Shortly after the coup, on March 5, 2004, US Ambassador to the Vatican James Nicholson wrote a cable reporting that the Holy See’s Deputy Foreign Minister had “no regret at Aristide's departure, noting that the former priest had been an active proponent of voodoo.”
A Hero’s Welcome
Aristide ultimately returned to Haiti on March 18, 2011, despite personal calls by President Obama and UN Secretary General Ban Ki-moon to South Africa’s President Jacob Zuma to stop him. They argued he would disrupt Haiti’s imminent elections.
“The problem is exclusion, and the solution is inclusion,” Aristide said during a brief return speech at the airport after landing. Then he made his only reference, however oblique, to that week’s elections from which his party was barred: “The exclusion of Fanmi Lavalas is the exclusion of the majority.”
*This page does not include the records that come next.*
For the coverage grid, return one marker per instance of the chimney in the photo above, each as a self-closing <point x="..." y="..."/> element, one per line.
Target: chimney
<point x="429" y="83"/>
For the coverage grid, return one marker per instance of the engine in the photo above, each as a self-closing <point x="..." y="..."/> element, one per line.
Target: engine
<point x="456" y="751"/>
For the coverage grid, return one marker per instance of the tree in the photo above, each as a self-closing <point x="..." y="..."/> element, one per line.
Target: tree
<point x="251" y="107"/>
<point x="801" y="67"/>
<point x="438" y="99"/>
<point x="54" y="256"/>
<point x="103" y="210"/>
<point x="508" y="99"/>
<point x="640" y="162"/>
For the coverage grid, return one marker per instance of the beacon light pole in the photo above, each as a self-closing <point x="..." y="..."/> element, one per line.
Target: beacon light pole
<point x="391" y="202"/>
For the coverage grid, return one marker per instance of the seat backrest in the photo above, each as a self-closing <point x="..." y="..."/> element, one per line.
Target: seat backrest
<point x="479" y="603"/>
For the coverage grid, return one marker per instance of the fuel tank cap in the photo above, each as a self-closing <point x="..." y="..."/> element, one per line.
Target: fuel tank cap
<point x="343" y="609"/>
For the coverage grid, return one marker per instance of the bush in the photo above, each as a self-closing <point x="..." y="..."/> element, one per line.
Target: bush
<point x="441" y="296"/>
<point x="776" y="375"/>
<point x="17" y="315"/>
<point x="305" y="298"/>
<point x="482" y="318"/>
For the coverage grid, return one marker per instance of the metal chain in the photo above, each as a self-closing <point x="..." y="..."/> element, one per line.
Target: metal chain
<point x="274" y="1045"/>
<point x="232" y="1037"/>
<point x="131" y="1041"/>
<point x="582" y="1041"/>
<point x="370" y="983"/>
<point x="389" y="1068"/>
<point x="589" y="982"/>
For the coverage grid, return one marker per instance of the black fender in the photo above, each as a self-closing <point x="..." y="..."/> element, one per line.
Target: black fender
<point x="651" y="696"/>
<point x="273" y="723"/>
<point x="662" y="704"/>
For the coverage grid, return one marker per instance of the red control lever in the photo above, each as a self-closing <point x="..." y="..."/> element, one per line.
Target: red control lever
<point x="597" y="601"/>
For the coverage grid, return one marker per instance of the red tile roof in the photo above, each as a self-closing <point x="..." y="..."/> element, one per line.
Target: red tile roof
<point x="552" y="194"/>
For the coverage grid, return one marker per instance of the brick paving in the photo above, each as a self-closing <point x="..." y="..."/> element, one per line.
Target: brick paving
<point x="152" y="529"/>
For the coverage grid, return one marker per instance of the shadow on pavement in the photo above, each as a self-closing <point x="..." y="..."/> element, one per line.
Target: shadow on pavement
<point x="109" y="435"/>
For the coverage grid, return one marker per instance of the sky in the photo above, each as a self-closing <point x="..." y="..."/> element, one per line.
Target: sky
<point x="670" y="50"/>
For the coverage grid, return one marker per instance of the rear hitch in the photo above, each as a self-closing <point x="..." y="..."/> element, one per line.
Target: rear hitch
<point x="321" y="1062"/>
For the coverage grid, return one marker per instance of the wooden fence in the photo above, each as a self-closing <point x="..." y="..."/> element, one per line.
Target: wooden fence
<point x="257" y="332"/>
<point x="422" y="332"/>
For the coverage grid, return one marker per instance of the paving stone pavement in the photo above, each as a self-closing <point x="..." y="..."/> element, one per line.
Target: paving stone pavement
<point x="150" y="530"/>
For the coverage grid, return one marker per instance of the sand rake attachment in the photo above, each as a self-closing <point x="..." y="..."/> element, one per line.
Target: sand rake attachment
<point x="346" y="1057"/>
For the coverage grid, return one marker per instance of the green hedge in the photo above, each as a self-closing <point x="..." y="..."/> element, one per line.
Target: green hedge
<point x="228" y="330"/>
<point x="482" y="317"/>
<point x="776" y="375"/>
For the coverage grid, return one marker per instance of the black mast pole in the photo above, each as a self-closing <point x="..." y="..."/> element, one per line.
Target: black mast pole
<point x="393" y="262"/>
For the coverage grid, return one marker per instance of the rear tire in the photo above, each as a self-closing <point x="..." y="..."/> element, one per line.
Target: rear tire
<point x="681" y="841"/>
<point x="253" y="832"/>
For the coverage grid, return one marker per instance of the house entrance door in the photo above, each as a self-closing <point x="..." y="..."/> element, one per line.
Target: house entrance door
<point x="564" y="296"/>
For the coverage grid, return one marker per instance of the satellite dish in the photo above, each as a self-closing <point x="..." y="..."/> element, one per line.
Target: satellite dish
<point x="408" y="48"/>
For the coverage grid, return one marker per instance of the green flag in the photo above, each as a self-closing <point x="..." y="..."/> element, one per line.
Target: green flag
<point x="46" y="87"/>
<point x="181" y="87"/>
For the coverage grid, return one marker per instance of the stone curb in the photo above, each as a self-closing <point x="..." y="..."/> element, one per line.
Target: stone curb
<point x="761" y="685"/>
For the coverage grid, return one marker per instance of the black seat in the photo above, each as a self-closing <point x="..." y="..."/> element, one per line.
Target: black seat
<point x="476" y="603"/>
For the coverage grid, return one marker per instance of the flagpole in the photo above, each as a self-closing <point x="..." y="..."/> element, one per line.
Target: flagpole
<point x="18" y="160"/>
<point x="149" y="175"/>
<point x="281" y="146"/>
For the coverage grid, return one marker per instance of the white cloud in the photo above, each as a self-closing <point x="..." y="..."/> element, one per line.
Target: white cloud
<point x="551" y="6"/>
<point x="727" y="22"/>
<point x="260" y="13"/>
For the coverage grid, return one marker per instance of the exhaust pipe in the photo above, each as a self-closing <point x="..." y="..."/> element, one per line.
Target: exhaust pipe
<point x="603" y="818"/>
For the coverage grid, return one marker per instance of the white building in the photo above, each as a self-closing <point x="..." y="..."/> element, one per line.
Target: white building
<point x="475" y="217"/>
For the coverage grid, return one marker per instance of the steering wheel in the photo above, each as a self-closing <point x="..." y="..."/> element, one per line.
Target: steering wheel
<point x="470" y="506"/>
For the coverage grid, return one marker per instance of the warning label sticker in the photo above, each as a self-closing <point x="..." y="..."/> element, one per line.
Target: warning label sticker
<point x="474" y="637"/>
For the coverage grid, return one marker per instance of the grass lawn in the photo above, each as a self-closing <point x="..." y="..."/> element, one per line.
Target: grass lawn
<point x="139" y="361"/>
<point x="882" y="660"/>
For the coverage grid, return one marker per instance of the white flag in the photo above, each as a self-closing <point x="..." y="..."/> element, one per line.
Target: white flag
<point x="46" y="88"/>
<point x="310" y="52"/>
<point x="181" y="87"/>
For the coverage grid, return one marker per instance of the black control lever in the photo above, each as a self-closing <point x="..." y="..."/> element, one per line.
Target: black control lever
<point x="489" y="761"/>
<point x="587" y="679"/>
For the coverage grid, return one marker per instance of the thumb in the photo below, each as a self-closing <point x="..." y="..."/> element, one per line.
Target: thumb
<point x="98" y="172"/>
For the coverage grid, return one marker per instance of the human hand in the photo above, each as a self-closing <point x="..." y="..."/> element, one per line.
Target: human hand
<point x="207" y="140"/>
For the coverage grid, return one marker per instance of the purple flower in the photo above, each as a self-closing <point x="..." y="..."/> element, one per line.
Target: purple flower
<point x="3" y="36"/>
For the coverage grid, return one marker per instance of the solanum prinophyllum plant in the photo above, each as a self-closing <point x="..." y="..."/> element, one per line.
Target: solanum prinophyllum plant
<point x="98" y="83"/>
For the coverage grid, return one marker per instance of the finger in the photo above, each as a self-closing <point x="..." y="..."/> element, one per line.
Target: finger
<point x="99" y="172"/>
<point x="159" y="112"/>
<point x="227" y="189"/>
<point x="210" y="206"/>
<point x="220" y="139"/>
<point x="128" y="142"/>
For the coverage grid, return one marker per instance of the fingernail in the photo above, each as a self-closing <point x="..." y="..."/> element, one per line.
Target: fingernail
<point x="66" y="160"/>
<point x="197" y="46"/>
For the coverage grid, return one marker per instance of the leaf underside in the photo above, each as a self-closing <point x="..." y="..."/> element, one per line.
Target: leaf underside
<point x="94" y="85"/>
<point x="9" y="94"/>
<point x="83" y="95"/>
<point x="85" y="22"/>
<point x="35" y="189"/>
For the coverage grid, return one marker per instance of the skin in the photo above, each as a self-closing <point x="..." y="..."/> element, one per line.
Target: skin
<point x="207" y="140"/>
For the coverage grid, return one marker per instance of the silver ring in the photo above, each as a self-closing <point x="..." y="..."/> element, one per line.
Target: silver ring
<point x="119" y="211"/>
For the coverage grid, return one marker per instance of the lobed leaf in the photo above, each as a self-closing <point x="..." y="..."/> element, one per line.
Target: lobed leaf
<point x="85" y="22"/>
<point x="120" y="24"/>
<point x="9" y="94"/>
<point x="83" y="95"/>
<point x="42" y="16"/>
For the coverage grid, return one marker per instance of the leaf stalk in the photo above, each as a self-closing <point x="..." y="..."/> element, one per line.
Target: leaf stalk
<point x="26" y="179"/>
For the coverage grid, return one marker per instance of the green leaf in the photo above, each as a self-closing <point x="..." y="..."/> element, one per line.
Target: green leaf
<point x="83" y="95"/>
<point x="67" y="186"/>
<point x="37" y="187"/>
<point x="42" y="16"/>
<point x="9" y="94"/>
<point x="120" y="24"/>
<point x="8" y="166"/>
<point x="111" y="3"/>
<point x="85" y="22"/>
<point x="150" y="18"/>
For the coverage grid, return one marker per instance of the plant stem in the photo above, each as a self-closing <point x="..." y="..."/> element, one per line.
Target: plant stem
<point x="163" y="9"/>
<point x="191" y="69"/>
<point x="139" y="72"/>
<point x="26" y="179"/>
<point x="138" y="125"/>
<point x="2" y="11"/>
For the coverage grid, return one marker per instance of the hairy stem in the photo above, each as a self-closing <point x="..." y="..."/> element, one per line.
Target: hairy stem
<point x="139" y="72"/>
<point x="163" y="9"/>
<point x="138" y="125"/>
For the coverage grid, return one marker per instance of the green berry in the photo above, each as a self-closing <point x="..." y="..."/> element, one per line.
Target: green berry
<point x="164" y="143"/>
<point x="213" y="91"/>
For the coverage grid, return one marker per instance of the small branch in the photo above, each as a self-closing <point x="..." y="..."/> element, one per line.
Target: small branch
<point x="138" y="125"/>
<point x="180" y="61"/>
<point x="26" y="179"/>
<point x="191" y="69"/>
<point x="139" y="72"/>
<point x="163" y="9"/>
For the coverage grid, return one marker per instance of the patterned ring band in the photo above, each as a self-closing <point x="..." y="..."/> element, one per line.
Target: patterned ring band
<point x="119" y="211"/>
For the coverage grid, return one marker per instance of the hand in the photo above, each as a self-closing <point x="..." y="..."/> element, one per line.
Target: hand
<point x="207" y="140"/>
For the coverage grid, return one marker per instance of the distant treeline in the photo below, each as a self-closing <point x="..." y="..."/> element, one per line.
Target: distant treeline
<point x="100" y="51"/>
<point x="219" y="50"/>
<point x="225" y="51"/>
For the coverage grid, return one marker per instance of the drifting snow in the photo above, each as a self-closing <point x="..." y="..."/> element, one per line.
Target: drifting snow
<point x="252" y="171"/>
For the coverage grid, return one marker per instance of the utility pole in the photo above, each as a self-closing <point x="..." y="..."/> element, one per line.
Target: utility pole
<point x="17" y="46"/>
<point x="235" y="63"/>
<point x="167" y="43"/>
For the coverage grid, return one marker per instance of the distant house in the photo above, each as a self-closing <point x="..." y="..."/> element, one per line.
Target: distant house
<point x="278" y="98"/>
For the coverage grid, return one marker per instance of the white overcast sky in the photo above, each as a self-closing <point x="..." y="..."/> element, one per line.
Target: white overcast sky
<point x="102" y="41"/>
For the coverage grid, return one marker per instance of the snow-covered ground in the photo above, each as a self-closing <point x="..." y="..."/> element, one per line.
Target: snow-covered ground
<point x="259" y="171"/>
Two days later, the second round of Haiti’s elections went off relatively smoothly, but with historically low voter participation. Some polling stations in Port-au-Prince were empty, with stacks of ballot sheets piled high, hours before they closed. Less than 24 percent of registered voters went to their polls, according to official statistics. Other observers say the turnout was much less.
On the morning of Aristide’s return in Port-au-Prince, thousands massed outside the airport in an exuberant, spontaneous demonstration. They jogged alongside his motorcade waving Haitian flags and placards bearing Aristide’s visage, then scaled the fence surrounding Aristide’s home and poured into its yard until there was no room left to move. The crowd even climbed the walls and covered the roof.
Sitting in an SUV just twenty feet from the door to his hastily repaired but mostly empty house, Aristide and his family waited until a crew of Haitian policeman managed to clear what resembled a pathway through the crowd. First his wife and two daughters emerged from the car and dashed inside the home.
Finally Aristide, diminutive in a sharp blue suit, stood up in the car doorway and waved. The crowd roared in excitement and surged around him. The path to the door vanished. His security grabbed him and shouldered their way through the sea of humanity until they got him to the house’s door, through which he popped like a cork, clutching his glasses in his hands.
After a coup, kidnapping, exile, diplomatic intrigue and his rapturous welcome, Aristide was finally home.